Jones and Harris became prominent in this form of the sport after both won the Zwift Academy global competition which earned them a one-year professional road contract.

Harris has gone on to become a key fixture in the Canyon SRAM World Tour team, and has only just left isolation back in New Zealand after a challenging year in Europe including breaking her femur during a training ride in Italy.

Jones, an integral member of Canyon’s Zwift Racing team, had prepared well for the 50km online event after his Canyon Esports won the inaugural round of the Zwift Pro Series while he also competed on the road in the Tour of Southland.

The esport race was progressing well for the Christchurch rider, given he had to race in the early hours of the morning, sitting in the lead bunch approaching the final climb to the finish.

“With about 40m to go the trainer that we were all sent, which transmits the power information to Zwift, just blew up,” Jones told Newstalk ZB.

“It overheated and was reading no power. My last 50m of the race was just on momentum. So fourth place I am really happy with but I am rueing what might have been otherwise.

“We were on the final climb which was a 1min 25secs sharp effort at the end and when you came around the last corner with 200m to go it flattened off. That where I was starting my sprint for the line. We had a bunch of 40 at the bottom of the climb but it was strung out a bit. Rounding that last corner there was one guy with a two-second gap and then a group of six or eight of us in contention for the podium.

“The last section was all above 800 watts. When you are doing that for more than a minute, I guess it builds up quite a lot of heat in the trainer.”

Jones said he enjoys mixing racing on the road with the indoor trainer races online.

“The Zwift races are a lot shorter. Most of the road races I do are around the 150km mark so a Zwift race at only 40 or 50km is a lot different. In a road race you have time for a break to get up the road and get your team together, come up with the tactics and bring it back. But in Zwift it is a lot more intense and you don’t get that sort of gap so you keep it together a lot more.

“I was the only kiwi in the race and there were teams of up to eight riders like the Belgium team. I did not have to do much and was more reactive than proactive and I could use my energy a lot more effectively.”

Jones will prepare for the next series of the Zwift Pro Series starting next month while he is targeting the Vantage National Road Championships in Cambridge in February.

In the women’s race, Moolman Pasio attacked from a front group of 25 riders at the base of the final climb to the finish and then held off Sarah Gigante of Australia to take the win by digital inches.

Moolman Pasio, who is set to join the SD Worx team in 2021, said she had spent the last five weeks preparing for the race.

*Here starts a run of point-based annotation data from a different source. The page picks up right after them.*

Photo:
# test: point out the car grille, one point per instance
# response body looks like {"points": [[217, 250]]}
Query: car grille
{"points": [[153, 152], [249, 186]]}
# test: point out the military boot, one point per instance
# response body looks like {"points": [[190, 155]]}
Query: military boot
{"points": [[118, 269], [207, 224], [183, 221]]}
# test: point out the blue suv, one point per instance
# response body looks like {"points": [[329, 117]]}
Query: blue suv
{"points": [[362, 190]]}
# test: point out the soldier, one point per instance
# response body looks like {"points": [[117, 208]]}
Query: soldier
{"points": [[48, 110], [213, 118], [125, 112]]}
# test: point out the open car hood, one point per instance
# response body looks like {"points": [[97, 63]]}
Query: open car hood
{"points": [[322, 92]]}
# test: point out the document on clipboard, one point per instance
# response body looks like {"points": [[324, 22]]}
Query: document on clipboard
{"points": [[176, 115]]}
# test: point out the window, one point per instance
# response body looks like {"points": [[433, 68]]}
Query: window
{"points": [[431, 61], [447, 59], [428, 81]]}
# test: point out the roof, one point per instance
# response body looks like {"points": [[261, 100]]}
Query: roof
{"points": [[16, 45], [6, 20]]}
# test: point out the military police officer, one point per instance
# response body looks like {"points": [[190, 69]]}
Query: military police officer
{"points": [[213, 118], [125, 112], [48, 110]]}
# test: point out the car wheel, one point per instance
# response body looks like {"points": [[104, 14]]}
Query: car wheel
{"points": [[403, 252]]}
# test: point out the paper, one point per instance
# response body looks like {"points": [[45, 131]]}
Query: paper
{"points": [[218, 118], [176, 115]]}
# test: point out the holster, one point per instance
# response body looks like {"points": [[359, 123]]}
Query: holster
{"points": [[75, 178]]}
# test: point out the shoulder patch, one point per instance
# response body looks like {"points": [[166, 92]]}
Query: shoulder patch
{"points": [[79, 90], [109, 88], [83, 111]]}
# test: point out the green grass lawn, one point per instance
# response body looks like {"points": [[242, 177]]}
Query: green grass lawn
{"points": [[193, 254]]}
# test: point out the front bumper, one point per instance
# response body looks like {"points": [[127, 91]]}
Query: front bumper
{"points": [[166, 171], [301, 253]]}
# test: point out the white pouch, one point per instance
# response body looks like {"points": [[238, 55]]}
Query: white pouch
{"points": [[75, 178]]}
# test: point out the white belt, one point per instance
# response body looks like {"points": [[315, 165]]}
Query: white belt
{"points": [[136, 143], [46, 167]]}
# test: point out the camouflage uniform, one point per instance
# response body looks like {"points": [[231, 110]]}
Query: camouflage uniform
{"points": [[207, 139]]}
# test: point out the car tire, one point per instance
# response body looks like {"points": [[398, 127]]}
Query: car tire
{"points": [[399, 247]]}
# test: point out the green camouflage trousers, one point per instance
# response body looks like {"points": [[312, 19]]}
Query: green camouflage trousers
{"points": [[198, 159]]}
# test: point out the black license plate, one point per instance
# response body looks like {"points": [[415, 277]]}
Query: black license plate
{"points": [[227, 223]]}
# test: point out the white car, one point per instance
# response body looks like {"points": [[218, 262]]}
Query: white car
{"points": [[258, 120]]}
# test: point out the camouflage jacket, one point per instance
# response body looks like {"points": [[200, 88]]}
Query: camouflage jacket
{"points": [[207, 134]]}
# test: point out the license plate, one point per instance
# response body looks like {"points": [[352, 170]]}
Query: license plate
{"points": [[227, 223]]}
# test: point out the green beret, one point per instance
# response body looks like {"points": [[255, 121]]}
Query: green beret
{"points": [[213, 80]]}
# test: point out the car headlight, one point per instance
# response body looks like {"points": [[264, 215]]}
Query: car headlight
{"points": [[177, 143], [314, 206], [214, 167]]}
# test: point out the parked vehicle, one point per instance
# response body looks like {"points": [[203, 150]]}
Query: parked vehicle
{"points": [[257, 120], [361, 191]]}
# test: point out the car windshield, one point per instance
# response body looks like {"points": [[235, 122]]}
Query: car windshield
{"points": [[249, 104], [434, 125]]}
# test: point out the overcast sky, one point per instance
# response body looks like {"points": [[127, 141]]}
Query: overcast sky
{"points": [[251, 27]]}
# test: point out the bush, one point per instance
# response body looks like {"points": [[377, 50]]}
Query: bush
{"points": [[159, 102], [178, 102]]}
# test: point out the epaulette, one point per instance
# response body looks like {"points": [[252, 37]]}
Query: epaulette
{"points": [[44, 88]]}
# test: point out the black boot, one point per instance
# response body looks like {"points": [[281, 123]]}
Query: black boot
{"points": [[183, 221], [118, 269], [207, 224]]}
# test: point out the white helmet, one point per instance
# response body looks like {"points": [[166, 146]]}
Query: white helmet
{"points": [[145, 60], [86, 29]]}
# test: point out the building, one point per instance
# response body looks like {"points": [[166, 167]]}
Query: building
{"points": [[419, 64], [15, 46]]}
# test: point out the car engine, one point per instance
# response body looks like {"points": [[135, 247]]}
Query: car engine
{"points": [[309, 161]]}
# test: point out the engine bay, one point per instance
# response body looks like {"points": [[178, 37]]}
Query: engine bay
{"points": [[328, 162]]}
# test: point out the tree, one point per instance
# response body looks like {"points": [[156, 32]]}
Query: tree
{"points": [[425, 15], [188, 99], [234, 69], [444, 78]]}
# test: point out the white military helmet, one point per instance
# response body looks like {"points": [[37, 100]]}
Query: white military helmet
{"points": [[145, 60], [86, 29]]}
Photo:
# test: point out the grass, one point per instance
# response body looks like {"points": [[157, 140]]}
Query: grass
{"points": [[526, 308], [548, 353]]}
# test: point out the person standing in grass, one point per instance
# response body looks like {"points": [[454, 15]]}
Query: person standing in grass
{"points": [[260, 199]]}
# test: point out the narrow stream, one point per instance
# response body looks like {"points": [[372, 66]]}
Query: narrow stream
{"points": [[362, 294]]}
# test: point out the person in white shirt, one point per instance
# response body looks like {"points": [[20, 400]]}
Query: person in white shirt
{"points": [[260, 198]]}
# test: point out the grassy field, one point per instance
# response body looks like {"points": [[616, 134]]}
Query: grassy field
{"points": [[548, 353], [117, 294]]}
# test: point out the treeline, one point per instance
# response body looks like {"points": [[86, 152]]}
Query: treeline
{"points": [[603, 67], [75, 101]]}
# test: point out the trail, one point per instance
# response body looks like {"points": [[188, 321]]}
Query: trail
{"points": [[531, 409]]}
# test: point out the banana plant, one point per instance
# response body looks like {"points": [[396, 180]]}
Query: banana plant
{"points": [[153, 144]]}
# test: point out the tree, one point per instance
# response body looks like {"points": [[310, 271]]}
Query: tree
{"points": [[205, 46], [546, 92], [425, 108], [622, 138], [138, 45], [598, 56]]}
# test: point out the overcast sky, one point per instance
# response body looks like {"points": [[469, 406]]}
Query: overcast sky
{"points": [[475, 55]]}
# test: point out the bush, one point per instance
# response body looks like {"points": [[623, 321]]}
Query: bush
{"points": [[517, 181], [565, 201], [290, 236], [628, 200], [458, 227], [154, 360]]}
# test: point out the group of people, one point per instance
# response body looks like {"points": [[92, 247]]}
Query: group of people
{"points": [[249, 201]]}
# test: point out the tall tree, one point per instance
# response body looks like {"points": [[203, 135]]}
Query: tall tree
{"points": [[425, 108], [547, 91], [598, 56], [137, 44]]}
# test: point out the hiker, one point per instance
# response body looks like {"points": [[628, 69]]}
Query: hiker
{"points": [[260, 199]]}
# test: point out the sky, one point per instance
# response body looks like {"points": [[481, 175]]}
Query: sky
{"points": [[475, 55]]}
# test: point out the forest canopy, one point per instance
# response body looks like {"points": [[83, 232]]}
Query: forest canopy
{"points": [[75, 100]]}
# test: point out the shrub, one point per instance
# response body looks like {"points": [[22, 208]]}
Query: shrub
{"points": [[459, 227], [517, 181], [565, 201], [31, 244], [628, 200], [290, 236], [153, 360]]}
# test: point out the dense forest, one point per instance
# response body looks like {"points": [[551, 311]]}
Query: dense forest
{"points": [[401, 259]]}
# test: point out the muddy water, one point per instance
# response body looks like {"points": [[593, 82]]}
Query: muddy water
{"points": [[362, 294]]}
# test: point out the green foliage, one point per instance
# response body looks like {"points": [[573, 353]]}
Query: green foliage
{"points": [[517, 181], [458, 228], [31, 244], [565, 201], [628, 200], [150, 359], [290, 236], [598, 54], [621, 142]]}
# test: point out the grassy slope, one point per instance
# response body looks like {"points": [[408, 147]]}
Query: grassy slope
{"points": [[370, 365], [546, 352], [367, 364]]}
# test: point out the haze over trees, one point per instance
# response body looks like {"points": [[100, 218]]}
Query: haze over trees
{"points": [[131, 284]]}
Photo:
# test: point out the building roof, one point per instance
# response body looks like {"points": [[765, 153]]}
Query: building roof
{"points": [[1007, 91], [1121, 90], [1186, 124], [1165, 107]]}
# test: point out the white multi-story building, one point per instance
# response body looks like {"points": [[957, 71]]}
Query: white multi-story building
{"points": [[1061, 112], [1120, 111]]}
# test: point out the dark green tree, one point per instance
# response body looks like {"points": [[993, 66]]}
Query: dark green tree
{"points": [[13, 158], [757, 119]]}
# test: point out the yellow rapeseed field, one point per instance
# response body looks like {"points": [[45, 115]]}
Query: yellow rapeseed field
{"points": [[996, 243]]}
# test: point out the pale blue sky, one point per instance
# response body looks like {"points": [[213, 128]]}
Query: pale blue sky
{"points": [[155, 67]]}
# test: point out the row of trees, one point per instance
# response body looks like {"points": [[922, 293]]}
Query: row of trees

She took three weeks off after the Tour of Flanders and then began training specifically for this event.

Results: Men: Jason Osborne (Germany) 1:05.14, 1; Anders Foldager (Denmark) at 2sec, 2; Nicklas Pederson (Denmark) same time, 3; Ollie Jones (New Zealand) at 3s, 4.

Women: Ashley Moolman Pasio (South Africa) 1:13.27, 1; Sarah Gigante (Australia) at 1s, 2; Cecilia Hansen (Sweden) same time, 3. Also: Ella Harris (New Zealand) at 1:44, 29.